At age 16, his grandfather, Wah Eng, took him home to China.

“He said I was too American,” Eddie said. “He wanted me to learn Chinese culture.”

He returned to his home region, and then lived in Hong Kong, where he was wed in an arranged marriage. His wife, Cynthia, was pregnant with Dennis when they returned to the U.S. in 1952, taking an 18-day ocean voyage to San Francisco.

Dennis was born the day after they arrived, and the family then flew to Seattle and soon moved to Spokane, where Eddie’s father, Tom, had opened the first Cathay Inn two years before on a portion of the lot where it now stands. Tom Eng was suffering continually from ulcers, and 21-year-old Eddie soon took over the management of the restaurant.

“From then on I start my plan,” he said.

What was the plan?

“To build it larger. Increase it.”

‘Long hours’

The growth and longevity of the Cathay Inn owes much to Eddie Eng’s persistence and enterprise. He began adding features and expanding the restaurant from its earliest days; he worked to buy the rest of the lots on the block where the initial restaurant sat – and the current one remains.

He attributes the steady growth to hard work and keeping a close eye on finances. Beyond business acumen and effort, Eddie emphasized the importance of good relationships with others to help establish a long-running business.

“Building a business, it’s not what you know, it’s not what you have, it’s how many friendships you develop,” he said.

As the restaurant grew, Eddie and Cynthia raised a family: sons Dennis, David and Danny, and daughter Jeanne.
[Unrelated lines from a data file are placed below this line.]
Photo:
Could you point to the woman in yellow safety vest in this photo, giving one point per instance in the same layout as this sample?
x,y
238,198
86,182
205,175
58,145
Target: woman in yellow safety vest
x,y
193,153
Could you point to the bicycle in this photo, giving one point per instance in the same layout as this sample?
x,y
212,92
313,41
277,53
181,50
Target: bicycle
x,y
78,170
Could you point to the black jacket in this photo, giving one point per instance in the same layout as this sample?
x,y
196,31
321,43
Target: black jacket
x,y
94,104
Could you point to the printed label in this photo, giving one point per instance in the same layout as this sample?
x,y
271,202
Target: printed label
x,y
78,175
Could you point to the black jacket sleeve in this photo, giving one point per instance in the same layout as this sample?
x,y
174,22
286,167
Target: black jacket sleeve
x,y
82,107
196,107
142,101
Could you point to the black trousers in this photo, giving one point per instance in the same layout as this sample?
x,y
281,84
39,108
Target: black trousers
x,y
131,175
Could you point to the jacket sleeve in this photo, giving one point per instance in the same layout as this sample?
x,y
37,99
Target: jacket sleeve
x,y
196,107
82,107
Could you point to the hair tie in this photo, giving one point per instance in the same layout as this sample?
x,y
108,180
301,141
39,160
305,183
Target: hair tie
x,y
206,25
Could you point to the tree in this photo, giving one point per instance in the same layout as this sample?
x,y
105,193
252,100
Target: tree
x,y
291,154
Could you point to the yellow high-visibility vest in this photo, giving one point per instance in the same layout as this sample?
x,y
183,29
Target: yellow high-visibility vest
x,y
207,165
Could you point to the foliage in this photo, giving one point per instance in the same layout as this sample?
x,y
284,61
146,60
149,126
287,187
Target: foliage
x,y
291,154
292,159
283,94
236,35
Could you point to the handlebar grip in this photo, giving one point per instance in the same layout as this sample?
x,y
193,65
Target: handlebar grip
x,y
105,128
Dennis went to college at Washington State University, where he graduated with a degree in engineering. He landed a job at Hanford after graduation, but quickly discovered he didn’t like the work.

“I took the car and brought him home, and he’s been at the restaurant ever since,” Eddie said.

He built new facilities for the restaurant twice, once in the 1970s and again in 1998. Eddie Eng also was involved in real estate, developing the Eng Addition in the West Hills, and tried opening other restaurants in the Valley and Post Falls – which did not take hold as the original did.

Many restaurants have come and gone in the years that the Cathay Inn has stayed in business. Dennis Eng attributes it to a simple factor.

“Hard work,” he said. “Long hours.”

When the Engs broke ground on the current restaurant, they were featured in a Spokesman-Review story that quoted Raymond Eng – then 12 – on the subject of his future plans: “Raymond Eng dreams of being a doctor but said he plans to own the restaurant, too.”

Reading it now, he laughs. “I wanted to be a brain surgeon,” he said.

These days, Dennis is semiretired and Raymond is the fourth in a line of Engs to operate the restaurant. He has two young children.

Will one of them be the fifth generation at the helm of the Cathay Inn?

“If they’re interested,” he said. “We’ll see how it goes.”